Film maker, Catherine Leen will show her documentary Betrayal, and local Muslim families will talk through their Second World War histories.
Dr Diya Gupta
Dr Diya Gupta is a Postdoctoral Visiting Research Fellow at the Institute of English Studies, University of London. She is interested in the intersections between life-writing, visual culture and literature, particularly in response to war. Diya holds BA and MA degrees in English from Jadavpur University, Kolkata, India, and Second BA and MPhil degrees in English from the University of Cambridge, UK.
Her first book project builds on her doctoral work at the Department of English, King’s College London, completed in 2019. Diya’s research provides the first literary and cultural examination of Indian experiences in the Second World War. Drawing upon her bilingual skills, she considers writing in both English and Bengali languages to untangle the troubled yet transformative emotional legacy of this war in the Indian subcontinent.
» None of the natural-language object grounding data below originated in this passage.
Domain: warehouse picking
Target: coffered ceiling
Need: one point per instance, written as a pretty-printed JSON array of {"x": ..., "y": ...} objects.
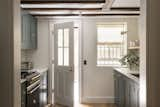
[{"x": 81, "y": 7}]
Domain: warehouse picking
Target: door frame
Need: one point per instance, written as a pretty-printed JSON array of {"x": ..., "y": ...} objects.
[{"x": 52, "y": 22}]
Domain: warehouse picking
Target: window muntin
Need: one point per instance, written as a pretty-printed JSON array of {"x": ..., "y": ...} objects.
[
  {"x": 111, "y": 43},
  {"x": 63, "y": 47}
]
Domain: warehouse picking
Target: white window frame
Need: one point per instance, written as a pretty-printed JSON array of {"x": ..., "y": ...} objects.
[{"x": 124, "y": 43}]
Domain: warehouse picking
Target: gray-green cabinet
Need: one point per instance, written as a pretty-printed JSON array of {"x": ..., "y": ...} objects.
[
  {"x": 126, "y": 91},
  {"x": 29, "y": 32}
]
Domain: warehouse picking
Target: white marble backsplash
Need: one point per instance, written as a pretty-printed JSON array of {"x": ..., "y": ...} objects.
[{"x": 27, "y": 55}]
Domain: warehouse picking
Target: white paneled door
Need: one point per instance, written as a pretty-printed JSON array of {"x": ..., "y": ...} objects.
[{"x": 64, "y": 63}]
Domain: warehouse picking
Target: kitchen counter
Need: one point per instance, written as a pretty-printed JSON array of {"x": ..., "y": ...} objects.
[
  {"x": 23, "y": 80},
  {"x": 128, "y": 73},
  {"x": 40, "y": 70}
]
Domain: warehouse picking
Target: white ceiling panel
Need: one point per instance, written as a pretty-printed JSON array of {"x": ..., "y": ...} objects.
[
  {"x": 61, "y": 5},
  {"x": 126, "y": 3}
]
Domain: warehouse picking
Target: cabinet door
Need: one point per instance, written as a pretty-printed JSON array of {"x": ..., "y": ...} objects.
[
  {"x": 119, "y": 90},
  {"x": 132, "y": 94},
  {"x": 33, "y": 33},
  {"x": 26, "y": 38},
  {"x": 23, "y": 94},
  {"x": 29, "y": 32}
]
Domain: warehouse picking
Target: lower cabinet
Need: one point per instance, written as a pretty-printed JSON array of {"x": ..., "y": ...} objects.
[{"x": 126, "y": 91}]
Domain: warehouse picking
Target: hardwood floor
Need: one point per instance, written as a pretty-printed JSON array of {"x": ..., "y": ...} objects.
[{"x": 89, "y": 105}]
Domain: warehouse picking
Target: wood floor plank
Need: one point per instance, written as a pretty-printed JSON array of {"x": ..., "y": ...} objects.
[{"x": 89, "y": 105}]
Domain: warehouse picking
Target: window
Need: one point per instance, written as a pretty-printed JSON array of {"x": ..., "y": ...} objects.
[
  {"x": 111, "y": 43},
  {"x": 63, "y": 47}
]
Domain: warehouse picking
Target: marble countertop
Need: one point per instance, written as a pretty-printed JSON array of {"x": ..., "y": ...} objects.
[
  {"x": 23, "y": 80},
  {"x": 128, "y": 73}
]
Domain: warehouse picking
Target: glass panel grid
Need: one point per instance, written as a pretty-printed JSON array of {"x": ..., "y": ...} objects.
[
  {"x": 63, "y": 47},
  {"x": 110, "y": 45}
]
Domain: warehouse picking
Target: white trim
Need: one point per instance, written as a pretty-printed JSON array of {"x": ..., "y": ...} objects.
[{"x": 50, "y": 99}]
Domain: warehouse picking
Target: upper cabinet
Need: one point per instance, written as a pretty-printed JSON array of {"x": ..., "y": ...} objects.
[{"x": 29, "y": 32}]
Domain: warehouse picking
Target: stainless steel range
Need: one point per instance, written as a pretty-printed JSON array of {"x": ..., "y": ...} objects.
[{"x": 32, "y": 88}]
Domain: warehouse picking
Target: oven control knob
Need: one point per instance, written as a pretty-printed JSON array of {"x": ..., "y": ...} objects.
[{"x": 34, "y": 101}]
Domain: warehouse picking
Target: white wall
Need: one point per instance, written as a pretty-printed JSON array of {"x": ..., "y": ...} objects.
[
  {"x": 98, "y": 82},
  {"x": 10, "y": 36},
  {"x": 40, "y": 56}
]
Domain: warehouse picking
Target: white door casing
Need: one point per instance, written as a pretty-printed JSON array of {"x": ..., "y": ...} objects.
[{"x": 64, "y": 63}]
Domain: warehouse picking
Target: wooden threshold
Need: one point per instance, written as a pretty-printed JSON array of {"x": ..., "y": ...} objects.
[
  {"x": 43, "y": 15},
  {"x": 60, "y": 1},
  {"x": 54, "y": 9},
  {"x": 125, "y": 8}
]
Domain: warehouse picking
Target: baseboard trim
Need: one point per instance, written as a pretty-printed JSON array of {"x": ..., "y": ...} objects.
[{"x": 98, "y": 100}]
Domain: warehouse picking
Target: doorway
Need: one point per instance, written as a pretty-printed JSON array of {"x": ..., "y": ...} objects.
[{"x": 75, "y": 58}]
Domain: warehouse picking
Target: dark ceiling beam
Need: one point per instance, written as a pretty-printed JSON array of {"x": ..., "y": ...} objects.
[
  {"x": 60, "y": 1},
  {"x": 123, "y": 14},
  {"x": 125, "y": 8},
  {"x": 55, "y": 9}
]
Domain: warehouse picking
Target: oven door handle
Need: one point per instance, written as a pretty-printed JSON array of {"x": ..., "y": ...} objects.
[
  {"x": 33, "y": 85},
  {"x": 30, "y": 92}
]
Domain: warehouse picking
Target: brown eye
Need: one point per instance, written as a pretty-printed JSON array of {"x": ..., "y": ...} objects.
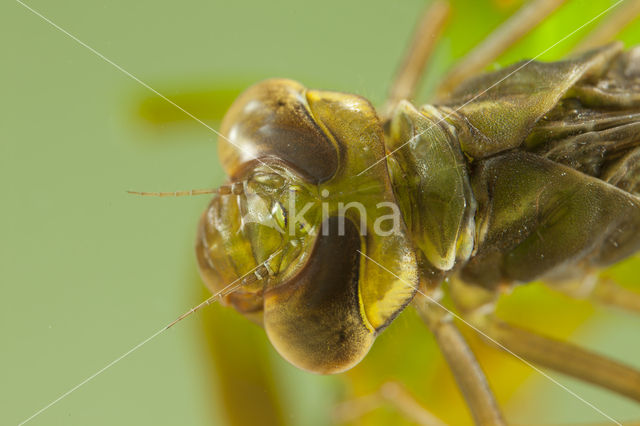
[{"x": 272, "y": 121}]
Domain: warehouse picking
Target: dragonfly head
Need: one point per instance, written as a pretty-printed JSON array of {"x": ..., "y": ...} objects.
[{"x": 294, "y": 156}]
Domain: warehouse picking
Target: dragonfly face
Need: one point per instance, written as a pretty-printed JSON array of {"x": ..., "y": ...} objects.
[{"x": 294, "y": 156}]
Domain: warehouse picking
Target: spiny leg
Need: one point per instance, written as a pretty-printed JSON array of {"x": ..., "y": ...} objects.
[
  {"x": 505, "y": 36},
  {"x": 466, "y": 370},
  {"x": 405, "y": 84},
  {"x": 393, "y": 393},
  {"x": 564, "y": 357},
  {"x": 625, "y": 14},
  {"x": 477, "y": 304}
]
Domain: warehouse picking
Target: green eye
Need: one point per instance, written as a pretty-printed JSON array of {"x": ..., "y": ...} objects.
[{"x": 278, "y": 213}]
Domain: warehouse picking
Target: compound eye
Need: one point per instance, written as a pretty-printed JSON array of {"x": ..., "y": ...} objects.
[{"x": 272, "y": 121}]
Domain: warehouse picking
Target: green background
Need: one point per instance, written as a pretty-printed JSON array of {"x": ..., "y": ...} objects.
[{"x": 87, "y": 271}]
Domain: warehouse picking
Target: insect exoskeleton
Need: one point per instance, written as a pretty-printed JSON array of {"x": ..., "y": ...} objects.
[
  {"x": 296, "y": 154},
  {"x": 507, "y": 188}
]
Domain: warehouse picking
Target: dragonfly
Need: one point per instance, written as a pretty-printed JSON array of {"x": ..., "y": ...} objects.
[{"x": 504, "y": 178}]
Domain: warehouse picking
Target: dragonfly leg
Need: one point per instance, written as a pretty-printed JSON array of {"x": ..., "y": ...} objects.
[
  {"x": 466, "y": 370},
  {"x": 496, "y": 43},
  {"x": 407, "y": 78},
  {"x": 392, "y": 393},
  {"x": 605, "y": 32},
  {"x": 560, "y": 356}
]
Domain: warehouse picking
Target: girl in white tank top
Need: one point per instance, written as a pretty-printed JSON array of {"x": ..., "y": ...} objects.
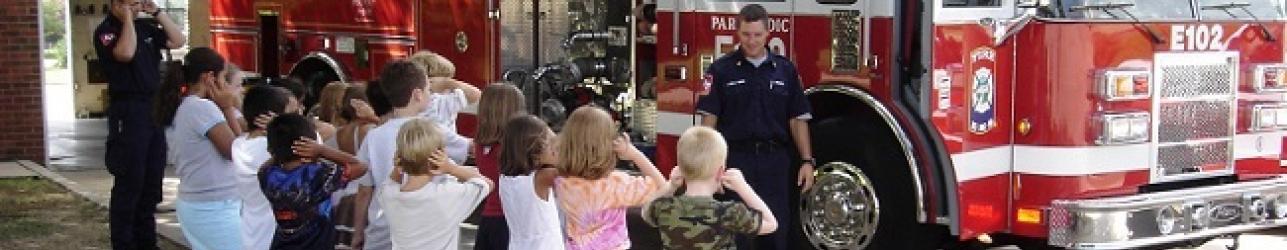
[{"x": 527, "y": 184}]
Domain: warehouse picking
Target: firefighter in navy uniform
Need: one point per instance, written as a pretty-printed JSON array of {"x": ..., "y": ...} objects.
[
  {"x": 757, "y": 102},
  {"x": 130, "y": 52}
]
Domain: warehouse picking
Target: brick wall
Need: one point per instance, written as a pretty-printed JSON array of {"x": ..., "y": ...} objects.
[{"x": 22, "y": 121}]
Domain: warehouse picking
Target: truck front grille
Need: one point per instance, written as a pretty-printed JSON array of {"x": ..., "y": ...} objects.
[{"x": 1193, "y": 110}]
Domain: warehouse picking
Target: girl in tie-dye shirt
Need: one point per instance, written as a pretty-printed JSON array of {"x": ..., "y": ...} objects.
[{"x": 591, "y": 195}]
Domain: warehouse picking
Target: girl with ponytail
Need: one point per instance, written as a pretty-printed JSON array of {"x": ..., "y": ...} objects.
[{"x": 194, "y": 106}]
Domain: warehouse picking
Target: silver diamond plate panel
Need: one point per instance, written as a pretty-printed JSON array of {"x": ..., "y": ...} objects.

For more information, visit http://diyagupta.co.uk.
Betrayal is an award-winning 15-minute documentary telling the story of the June 1919 riots and the murder of Bermudian Charles Wotten. Using interviews, archive material and dramatised footage, the short film explores the background to the riots, how events unfolded and their legacy. The documentary reflects on how in periods of economic and social instability communities can become fractured, and marginalised people scapegoated.
The film also dramatises the letters of ex-servicemen from the Caribbean and West Africa who were stranded in Liverpool and caught up in the turmoil. These letters, archived at the Liverpool Central Library, reveal both the men’s predicament and the shameful official response to their plight.
Betrayal is a collaborative production led by Liverpool-based BrownCow Productions, with the composer, contributors and voice actors giving their time free of charge.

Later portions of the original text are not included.